Cockapoodledoo said:


> Oh bless her. Look at those ears! Lol. I've got hardly any photos of Rufus doing agility. Will have to take someone with me one day. Problem is I train 8 - 9pm so it's only high summer that it's light enough. It won't be long before the floodlights are back on.
> 
> Karen and Rufus x


Oh I'd love to see movies of him if you can persuade someone to go with you. Does he bark a lot like Flo? She is quite well behaved but barks quite a bit as soon as I take her lead off and she knows her turn is coming.

Her favourite thing is the A frame. Last week she sprinted up it and literally did a flying jump over the top but is always really happy tp pause on the contact point waiting for her treat as she is such a greedy guts.

A couple of weeks ago she was supposed to do 2 jumps and come round to the A frame. John had already put a treat at the end of the A frame and when I let her go she turned round went and grabbed the treat then came back and did the whole thing in the right order.

John has said she is potentially a good agility dog but I think he thinks she is held back by her owner who is not potentially a good agility handler


----------



## Cockapoodledoo (Feb 8, 2011)

Goodness me Mandy, our dogs sound identical! Rufus gets really over excited when it is his go and barks like mad. I've had to start using a jiff lemon filled with water which I spray at him if he barks too much. It may sound cruel but it works a treat. I'm reaching the point now where I just show him the squeezie jiff lemon and he stops! 

It really takes a while to get the handling right. It's the thinking ahead to the next obstacle that gets me. Straight lines are a dream!

I'll see what I can do over August about getting at least some pics if not a movie.

Karen and Rufus x


----------



## weez74 (Feb 9, 2011)

Thanks everyone - we had lots of fun. I had looked into all the kit (Cani-X is a proper sport and so you can buy lots of kit for running with dogs) but it was so expensive (a really basic kit was over £20 and it looked really cheap and horrible - the good stuff was about £100!) and I thought there was a chance that Rosie might not like it and it would be a waste. 

Luckily, when we first got Rosie I bought a Halti lead, that is really versatile and you can clip it a number of different ways, and I found I can actually clip it round my waist. Then I bought a normal halter for her (which cost about £6 and which I also use on her, with a seatbelt clip, when she travels in my Mini), and finally, found a bungee on ebay that has carabiners on each end (about £2.50 for two, I think), so that went in between the two, to absorb the shock of her stopping to wee/chasing birds, or me falling over!

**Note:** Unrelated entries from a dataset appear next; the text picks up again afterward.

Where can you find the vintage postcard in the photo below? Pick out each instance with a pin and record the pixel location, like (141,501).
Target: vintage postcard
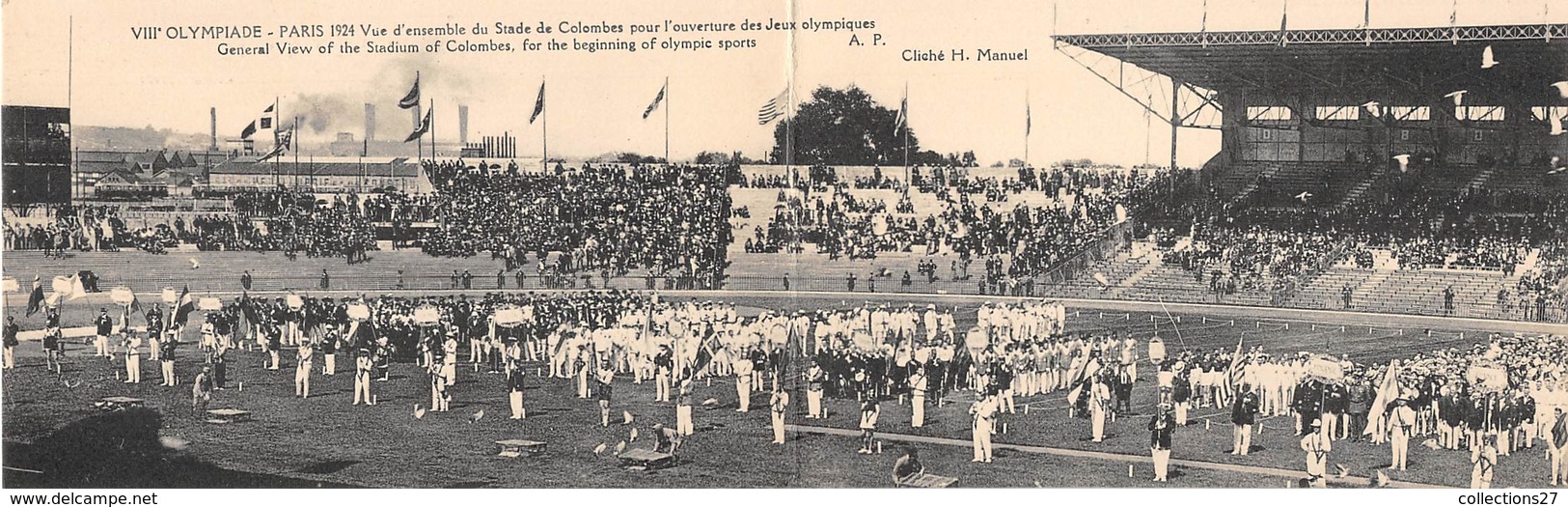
(792,243)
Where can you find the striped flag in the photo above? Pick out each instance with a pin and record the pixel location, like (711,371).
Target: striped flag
(903,113)
(538,105)
(183,305)
(1083,374)
(35,301)
(1029,120)
(657,99)
(773,108)
(259,125)
(1387,391)
(411,99)
(283,142)
(424,126)
(1236,369)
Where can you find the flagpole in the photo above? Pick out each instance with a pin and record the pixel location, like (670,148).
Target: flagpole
(667,120)
(544,135)
(1029,125)
(789,142)
(276,163)
(905,132)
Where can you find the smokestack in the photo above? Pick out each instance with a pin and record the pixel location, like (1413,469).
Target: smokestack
(213,146)
(371,123)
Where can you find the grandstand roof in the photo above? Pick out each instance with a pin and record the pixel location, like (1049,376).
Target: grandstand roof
(1350,63)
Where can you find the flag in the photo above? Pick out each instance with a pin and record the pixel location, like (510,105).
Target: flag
(35,300)
(538,105)
(1029,120)
(411,99)
(773,108)
(183,305)
(246,308)
(903,113)
(424,126)
(1283,17)
(1204,24)
(657,99)
(267,121)
(1236,369)
(1081,376)
(77,291)
(1560,432)
(1387,391)
(283,142)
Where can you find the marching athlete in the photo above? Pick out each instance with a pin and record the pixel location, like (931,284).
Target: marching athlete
(602,391)
(1316,444)
(363,366)
(303,369)
(869,411)
(778,404)
(983,413)
(1161,427)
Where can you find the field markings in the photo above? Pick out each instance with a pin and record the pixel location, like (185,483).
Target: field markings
(1108,456)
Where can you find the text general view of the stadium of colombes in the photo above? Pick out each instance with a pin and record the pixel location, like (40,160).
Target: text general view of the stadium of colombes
(785,245)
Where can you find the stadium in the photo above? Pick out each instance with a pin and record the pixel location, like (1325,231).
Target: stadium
(1374,256)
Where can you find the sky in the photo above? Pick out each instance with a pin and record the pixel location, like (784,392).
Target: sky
(82,54)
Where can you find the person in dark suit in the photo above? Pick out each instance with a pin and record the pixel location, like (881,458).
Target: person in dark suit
(12,330)
(1244,413)
(1161,427)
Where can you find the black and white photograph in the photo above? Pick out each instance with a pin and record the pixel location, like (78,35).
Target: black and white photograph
(1101,246)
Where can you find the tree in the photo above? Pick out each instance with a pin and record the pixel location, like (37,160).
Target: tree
(842,127)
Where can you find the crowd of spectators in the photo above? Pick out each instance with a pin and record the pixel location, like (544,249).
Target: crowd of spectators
(672,220)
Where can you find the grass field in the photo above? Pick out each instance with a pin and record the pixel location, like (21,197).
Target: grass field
(52,427)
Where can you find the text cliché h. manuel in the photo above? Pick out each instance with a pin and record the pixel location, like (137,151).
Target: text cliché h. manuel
(963,55)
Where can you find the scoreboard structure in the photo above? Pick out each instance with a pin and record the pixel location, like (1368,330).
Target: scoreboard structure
(37,155)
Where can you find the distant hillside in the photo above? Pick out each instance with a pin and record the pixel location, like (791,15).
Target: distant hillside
(95,137)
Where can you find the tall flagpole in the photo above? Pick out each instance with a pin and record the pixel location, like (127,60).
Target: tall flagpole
(544,135)
(276,167)
(789,142)
(1029,125)
(905,132)
(667,120)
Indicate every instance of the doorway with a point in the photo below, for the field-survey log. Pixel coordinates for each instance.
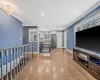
(53, 41)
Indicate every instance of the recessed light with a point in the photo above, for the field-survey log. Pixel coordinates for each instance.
(77, 13)
(42, 14)
(61, 28)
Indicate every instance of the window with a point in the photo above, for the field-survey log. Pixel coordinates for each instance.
(32, 35)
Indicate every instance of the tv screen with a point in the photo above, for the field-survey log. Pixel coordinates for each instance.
(89, 39)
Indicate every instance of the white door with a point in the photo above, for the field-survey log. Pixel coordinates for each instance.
(59, 39)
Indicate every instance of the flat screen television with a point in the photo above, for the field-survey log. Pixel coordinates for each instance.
(89, 39)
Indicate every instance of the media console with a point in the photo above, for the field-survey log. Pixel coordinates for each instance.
(89, 60)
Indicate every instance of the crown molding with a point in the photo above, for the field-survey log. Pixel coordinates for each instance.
(17, 18)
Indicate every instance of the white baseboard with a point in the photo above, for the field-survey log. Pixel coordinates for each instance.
(35, 52)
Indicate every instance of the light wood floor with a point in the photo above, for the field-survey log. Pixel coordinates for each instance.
(57, 66)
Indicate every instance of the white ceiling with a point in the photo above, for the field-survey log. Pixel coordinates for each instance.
(58, 14)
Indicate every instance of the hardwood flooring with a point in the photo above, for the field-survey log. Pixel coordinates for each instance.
(55, 66)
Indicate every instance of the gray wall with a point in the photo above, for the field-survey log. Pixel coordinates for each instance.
(70, 31)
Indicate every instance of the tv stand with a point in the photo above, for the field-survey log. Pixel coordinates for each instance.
(88, 60)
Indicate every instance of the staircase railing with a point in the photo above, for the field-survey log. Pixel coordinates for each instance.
(12, 60)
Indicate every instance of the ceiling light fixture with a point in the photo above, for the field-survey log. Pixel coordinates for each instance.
(9, 10)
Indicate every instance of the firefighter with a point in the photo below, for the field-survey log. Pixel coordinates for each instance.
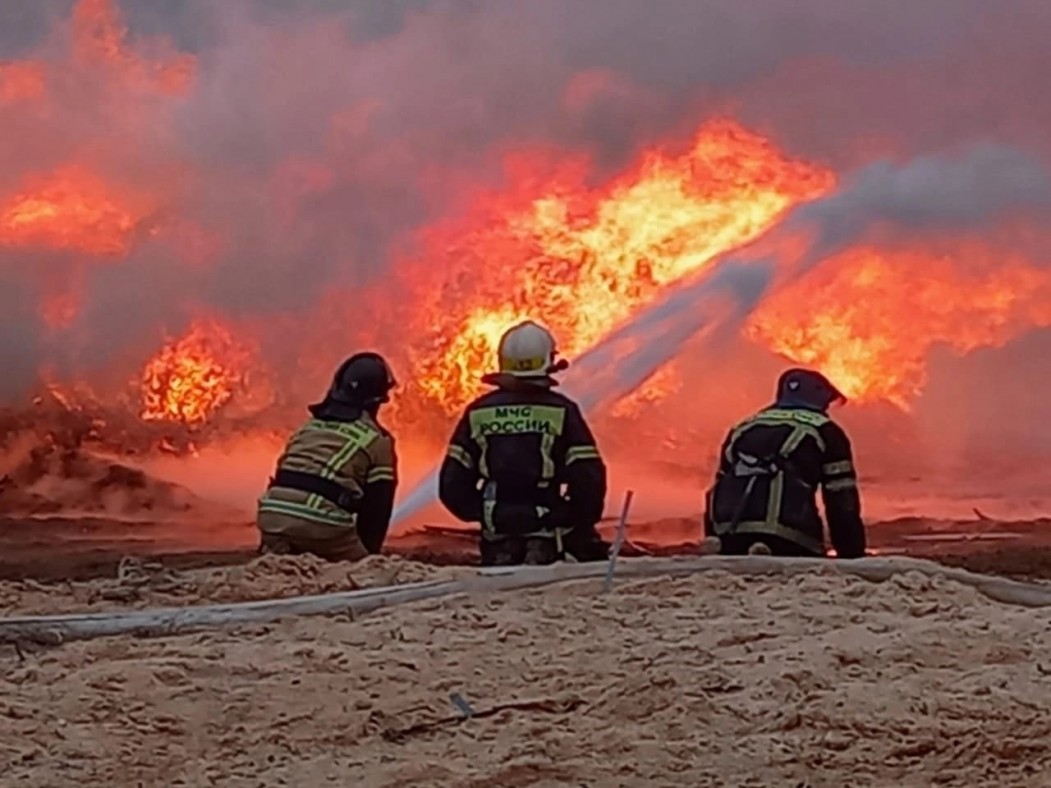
(764, 497)
(523, 463)
(333, 490)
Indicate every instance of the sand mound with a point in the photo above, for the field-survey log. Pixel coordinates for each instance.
(145, 584)
(47, 479)
(818, 680)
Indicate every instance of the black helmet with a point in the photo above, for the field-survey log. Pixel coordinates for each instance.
(363, 382)
(807, 389)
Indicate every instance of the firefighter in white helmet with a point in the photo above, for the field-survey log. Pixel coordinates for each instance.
(523, 463)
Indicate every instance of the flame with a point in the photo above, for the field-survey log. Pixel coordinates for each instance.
(869, 318)
(71, 208)
(192, 377)
(581, 260)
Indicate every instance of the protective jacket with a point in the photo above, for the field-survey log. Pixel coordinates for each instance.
(334, 472)
(765, 490)
(522, 461)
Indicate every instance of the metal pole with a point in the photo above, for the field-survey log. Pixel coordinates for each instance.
(618, 541)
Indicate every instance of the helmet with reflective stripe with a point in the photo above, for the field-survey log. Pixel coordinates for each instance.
(800, 388)
(365, 379)
(528, 351)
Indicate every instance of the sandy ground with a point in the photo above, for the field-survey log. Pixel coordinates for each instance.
(142, 583)
(818, 680)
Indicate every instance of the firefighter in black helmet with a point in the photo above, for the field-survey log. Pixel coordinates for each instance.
(333, 490)
(523, 463)
(764, 497)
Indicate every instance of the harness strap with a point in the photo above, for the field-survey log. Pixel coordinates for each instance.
(314, 484)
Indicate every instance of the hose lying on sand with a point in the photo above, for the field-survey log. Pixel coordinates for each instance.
(57, 629)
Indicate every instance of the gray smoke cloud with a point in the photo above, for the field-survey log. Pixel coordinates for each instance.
(321, 136)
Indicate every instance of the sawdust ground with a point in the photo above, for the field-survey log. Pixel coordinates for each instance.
(141, 583)
(817, 680)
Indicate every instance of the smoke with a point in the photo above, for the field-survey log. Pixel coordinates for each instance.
(942, 192)
(316, 139)
(965, 190)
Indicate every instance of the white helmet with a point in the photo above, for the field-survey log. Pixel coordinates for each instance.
(528, 350)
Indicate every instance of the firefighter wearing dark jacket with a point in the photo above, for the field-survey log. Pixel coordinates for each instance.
(523, 463)
(333, 490)
(764, 498)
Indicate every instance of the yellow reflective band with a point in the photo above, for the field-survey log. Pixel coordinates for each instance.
(306, 512)
(461, 455)
(837, 469)
(357, 440)
(548, 461)
(488, 527)
(517, 419)
(379, 473)
(838, 484)
(802, 419)
(581, 453)
(776, 529)
(523, 365)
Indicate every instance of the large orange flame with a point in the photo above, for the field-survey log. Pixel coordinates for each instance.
(194, 376)
(71, 208)
(869, 317)
(583, 260)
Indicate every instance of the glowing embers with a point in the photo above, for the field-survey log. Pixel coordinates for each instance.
(70, 208)
(868, 318)
(583, 258)
(192, 377)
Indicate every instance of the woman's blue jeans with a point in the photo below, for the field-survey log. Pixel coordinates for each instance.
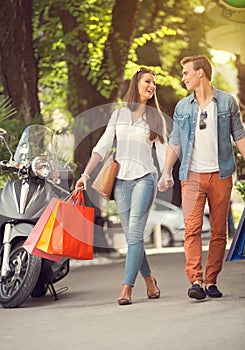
(134, 199)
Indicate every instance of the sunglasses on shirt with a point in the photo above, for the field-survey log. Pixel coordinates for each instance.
(202, 124)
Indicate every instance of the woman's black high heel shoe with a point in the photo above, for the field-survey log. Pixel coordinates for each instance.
(124, 301)
(154, 295)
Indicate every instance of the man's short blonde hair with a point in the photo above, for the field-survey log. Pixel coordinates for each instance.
(199, 61)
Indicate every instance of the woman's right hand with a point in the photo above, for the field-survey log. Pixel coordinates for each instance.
(82, 182)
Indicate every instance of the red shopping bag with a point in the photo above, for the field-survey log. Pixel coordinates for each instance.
(44, 225)
(73, 231)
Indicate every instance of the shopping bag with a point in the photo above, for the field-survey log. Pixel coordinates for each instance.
(237, 249)
(44, 224)
(73, 231)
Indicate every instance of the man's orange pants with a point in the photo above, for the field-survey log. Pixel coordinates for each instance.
(195, 191)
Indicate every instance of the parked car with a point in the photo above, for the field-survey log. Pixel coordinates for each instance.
(170, 219)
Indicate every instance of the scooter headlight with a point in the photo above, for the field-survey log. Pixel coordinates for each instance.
(41, 167)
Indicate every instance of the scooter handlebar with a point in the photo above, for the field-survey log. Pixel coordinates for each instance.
(5, 166)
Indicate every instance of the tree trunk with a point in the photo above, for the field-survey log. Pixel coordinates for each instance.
(83, 95)
(241, 83)
(17, 62)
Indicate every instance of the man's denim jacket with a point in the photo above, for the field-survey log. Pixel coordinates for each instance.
(228, 122)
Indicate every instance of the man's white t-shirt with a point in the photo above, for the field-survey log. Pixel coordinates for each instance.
(205, 148)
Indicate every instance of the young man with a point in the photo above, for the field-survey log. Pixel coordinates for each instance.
(204, 123)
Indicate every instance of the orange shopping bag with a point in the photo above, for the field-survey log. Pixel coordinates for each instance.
(45, 225)
(73, 230)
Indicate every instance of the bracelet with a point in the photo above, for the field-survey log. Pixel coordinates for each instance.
(86, 175)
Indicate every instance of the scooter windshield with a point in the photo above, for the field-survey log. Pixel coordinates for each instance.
(37, 140)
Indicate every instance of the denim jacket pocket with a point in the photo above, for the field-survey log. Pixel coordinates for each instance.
(224, 120)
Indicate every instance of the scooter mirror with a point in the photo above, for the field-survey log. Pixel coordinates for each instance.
(3, 133)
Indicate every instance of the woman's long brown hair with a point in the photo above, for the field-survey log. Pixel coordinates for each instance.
(152, 110)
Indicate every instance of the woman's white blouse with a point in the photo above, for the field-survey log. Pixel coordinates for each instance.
(134, 148)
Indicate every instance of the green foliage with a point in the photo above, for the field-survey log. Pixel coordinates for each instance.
(168, 28)
(12, 126)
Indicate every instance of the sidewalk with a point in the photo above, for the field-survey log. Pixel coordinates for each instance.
(87, 316)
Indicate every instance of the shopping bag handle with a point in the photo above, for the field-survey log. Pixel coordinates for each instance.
(76, 197)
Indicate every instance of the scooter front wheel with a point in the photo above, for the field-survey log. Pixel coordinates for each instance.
(25, 269)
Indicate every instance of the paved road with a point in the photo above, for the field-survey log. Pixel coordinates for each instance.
(88, 317)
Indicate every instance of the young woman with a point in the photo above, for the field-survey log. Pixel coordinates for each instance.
(137, 126)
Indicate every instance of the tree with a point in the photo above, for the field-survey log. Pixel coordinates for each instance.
(18, 65)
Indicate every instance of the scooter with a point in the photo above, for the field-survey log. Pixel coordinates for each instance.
(39, 176)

It worked really well! I thought that if we kept going, I would invest in the proper stuff, but to be honest, this works so well that I'm not sure I'll bother. Cani-X is about getting your dog to pull you along, rather than jog along beside you, which is why they have padded harnesses and heavyweight leads, but I'm not interested in that type of running, so my equipment will do fine!

I love the agility pics, Mandy - Flo is so good! I'm definitely interested in doing that with Rosie, but that looks much more high-impact than running, so I think I should definitely wait until she's older.


----------



## weez74 (Feb 9, 2011)

Cockapoodledoo said:


> Well I'm just getting over reading 50 minutes! Running for 50 minutes Louise?!! I can walk all day and have done a couple of walking marathons but I can't run to the end of the road without dying! Lol.
> 
> I'd like to train myself to run. I've looked into it a bit and the slow and steady build up is the route for me......run for one minute; walk for two minutes; run for one minute ....etc etc. Though the second week you need to aim for five minutes of running in one go .......hmmmmn. Lol
> 
> ...


A cockapoo running club woudl be good, but I fear I would be the slowest! If it helps, I tried the run/walk thing for years and never got further than running for about three minutes! Then I started a new job and got persuaded to run at lunchtimes with some women who told me they were really slow. One of them took me under her wing and told me to just not stop. We ran for 2.5 miles, some of which was at a slower speed than if I had stopped to walk, but because I kept 'running', my heart rate didn't drop down and my muscles didn't cool down, and so I didn't have the struggle to start back up again! I was so amazed. I'm still definitely NOT a runner, but I have a place in the GNR in September, so I have to keep going!


----------



## Sezra (May 20, 2011)

This might be a bit nicer than running with a poo bag! 

http://www.dickybag.com/

Not sure how you would attach it to yourself  but might be worth a look!


----------



## Cockapoodledoo (Feb 8, 2011)

Louise, that's interesting about just keeping going - however slowly. I'm still only in the 'thinking about it' stage though! Lol

I started agility with Rufus at 6 months. It was a beginners class and everything was on the ground i.e. the jump poles were laying on the grass etc. We built up really slowly so that the dogs were a year old before they were doing really high impact stuff. Any good agility club will be able to guide you on ages etc. Some clubs may not take dogs until they are a year old; it just happens that the club I attend also run puppy classes. It might be worth making enquiries as there is often a waiting list.

Karen and Rufus xx


----------



## JulesB (Mar 6, 2011)

Well i eventually got round to taking Betty out for a run with me today, it's taken me til now as i have been lazy about running but as I'm doing a half marathon again next year i need to get out running. Well Betty was really good! We did a 3.5 mile loop i often run and she wasn't panting at all when we got home and seemed quite happy trotting along beside me. I did stop to let her have a sniff a couple of times and luckily she poo'd near a bin but i will defo take her out running again!!


----------



## ali-s.j. (Jun 6, 2011)

Oh, I got so excited, I thought Karen (Wilfiboy) and Louise were back! Then realised my date is on American format 

Is anyone in touch with them? Would love to know how they all are.


----------



## JulesB (Mar 6, 2011)

i know i wondered where they had got to as well!


----------